It was one of the most eagerly awaited judgments in recent times. On January 20, the Indian Supreme Court held that U.K.-based telecom service provider Vodafone was not liable to pay tax on a deal involving the 2007 takeover of the Indian telecom assets of Hong Kong-based Hutchison.
The issue was simple. The US$11 billion shelled out for a 67% stake in Hutchison Essar (the Indian company) was a transaction between two foreign entities. But the underlying assets were almost entirely in India. The Indian tax authorities claimed that the deal should thus attract capital gains tax in India. Vodafone was hit with the demand because it should have withheld the tax amount before paying Hutchison. Besides, Vodafone had the Indian assets; Hutchison had no significant interests left in the country.
The Supreme Court felt that the transaction was not a sham or an attempt at tax avoidance. “We hold that the offshore transaction herein is a bona fide FDI (foreign direct investment) into India which fell outside India’s territorial tax jurisdiction,” said the court. “Hence [it is] not taxable.” The Bombay High Court had earlier ruled in favor of the tax authorities. Vodafone had approached the Supreme Court and had been asked to deposit US$500 million and provide a bank guarantee of US$1.7 billion while its appeal was being heard. The deposit is now being returned with 4% interest.
Vodafone is understandably pleased with its victory. “We welcome the Supreme Court’s decision, which underpins our confidence in India,” Vodafone Group CEO Vittorio Colao said in a statement. “We will continue to grow our Indian business, including making significant investments in rural areas and in 3G network coverage.” In London, Vodafone Group shares rose about 1.5%.
The Vodafone judgment is obviously important for the company.
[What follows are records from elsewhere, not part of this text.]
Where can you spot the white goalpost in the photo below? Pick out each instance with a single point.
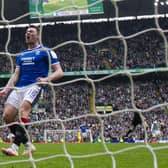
(103, 114)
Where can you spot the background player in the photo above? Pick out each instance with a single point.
(31, 67)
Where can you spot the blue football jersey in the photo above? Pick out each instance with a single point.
(34, 63)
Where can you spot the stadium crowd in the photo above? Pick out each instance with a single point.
(74, 101)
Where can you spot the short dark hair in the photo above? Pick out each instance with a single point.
(35, 27)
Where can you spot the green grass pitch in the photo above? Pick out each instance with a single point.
(134, 158)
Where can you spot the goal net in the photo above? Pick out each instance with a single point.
(113, 69)
(73, 136)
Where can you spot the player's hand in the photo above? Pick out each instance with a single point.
(41, 80)
(3, 93)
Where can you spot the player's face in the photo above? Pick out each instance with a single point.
(31, 36)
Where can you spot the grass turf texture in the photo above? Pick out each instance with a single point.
(134, 158)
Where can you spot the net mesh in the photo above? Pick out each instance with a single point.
(93, 90)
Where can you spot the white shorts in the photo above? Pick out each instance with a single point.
(17, 96)
(156, 133)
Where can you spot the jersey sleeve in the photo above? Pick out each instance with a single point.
(18, 61)
(54, 58)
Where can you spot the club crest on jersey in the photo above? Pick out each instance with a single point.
(38, 52)
(53, 54)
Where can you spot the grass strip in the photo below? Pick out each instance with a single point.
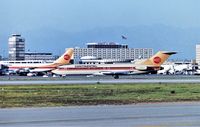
(94, 94)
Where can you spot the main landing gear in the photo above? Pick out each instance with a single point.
(116, 76)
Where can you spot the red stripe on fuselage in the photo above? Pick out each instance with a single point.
(99, 68)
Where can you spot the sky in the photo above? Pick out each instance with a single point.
(58, 18)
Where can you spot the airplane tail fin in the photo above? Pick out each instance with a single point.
(65, 58)
(158, 59)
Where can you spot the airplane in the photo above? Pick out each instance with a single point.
(38, 66)
(151, 65)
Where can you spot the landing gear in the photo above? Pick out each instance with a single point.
(116, 76)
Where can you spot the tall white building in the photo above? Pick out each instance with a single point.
(16, 45)
(198, 53)
(39, 56)
(112, 51)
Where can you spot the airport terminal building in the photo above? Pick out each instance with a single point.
(112, 51)
(16, 45)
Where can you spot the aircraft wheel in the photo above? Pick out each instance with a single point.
(116, 76)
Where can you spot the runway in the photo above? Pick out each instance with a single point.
(140, 115)
(100, 80)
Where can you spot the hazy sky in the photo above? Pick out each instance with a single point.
(20, 16)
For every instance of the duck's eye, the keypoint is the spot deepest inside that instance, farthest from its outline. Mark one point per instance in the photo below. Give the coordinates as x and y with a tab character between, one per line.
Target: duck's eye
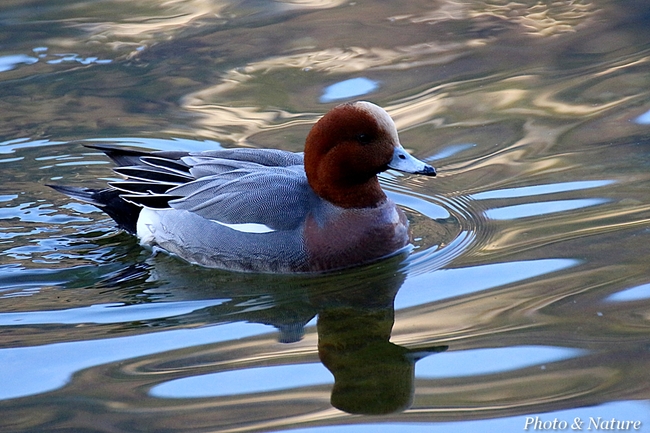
364	138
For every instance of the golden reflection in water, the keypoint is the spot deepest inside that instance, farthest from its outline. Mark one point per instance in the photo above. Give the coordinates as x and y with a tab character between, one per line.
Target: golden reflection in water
535	17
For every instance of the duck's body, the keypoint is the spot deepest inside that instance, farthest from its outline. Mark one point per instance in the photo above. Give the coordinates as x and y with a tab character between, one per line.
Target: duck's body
268	210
But it has greater ramifications. “The verdict will bring a certainty in the minds of global investors regarding Indian tax consequences in case of sale of their investments,” says Suresh Surana, founder of the accounting and auditing firm RSM Astute Consulting. “The international community has been keenly awaiting the verdict.” Adds Rohan Shah, managing partner of law firm Economic Laws Practice: “The judgment takes a clear position on India’s territorial jurisdiction to tax. It holds that transfer of shares outside India is not taxable in India. It also supports the legitimacy of tax planning in genuine investment transactions.”
“This case has been highlighted in the foreign media,” lawyer Ajay Vohra of Vaish Associates had told India Knowledge at Wharton earlier. “If this goes in favor of Indian Revenue, it will become a test case for several such transactions which have taken place outside India resulting in transfer of ownership of the India piece as well. I think the international media and the international tax community are very alarmed about the prospects of this case.”
The tax authorities may have lost, but their position isn’t entirely without merit. If this be the accepted law, many multinationals would restructure their holding structures in their Indian interests. But Vodafone may be one of the last companies to escape the capital gains tax net. Meetings of bureaucrats and ministers in Delhi following the Supreme Court judgment indicated that such “loopholes” would be plugged. Vodafone and other similar deals – for example, GE’s US$500 million sale of its majority stake in outsourcing firm Genpact to private equity firms General Atlantic and Oak Hill Partners, and the US$981 million sale of Mitsui’s 51% in mining company Sesa Goa to Anil Agarwal’s U.K.-based Vedanta Group – were expected to chip in to help balance the government’s books. They won’t. But such deals in the future may well be brought under the tax net. Says Surana of RSM: “The DTC [direct tax code currently under discussion] Bill does provide for taxing such transactions if the Indian investments constitute more than 50% of the total assets of the holding company.”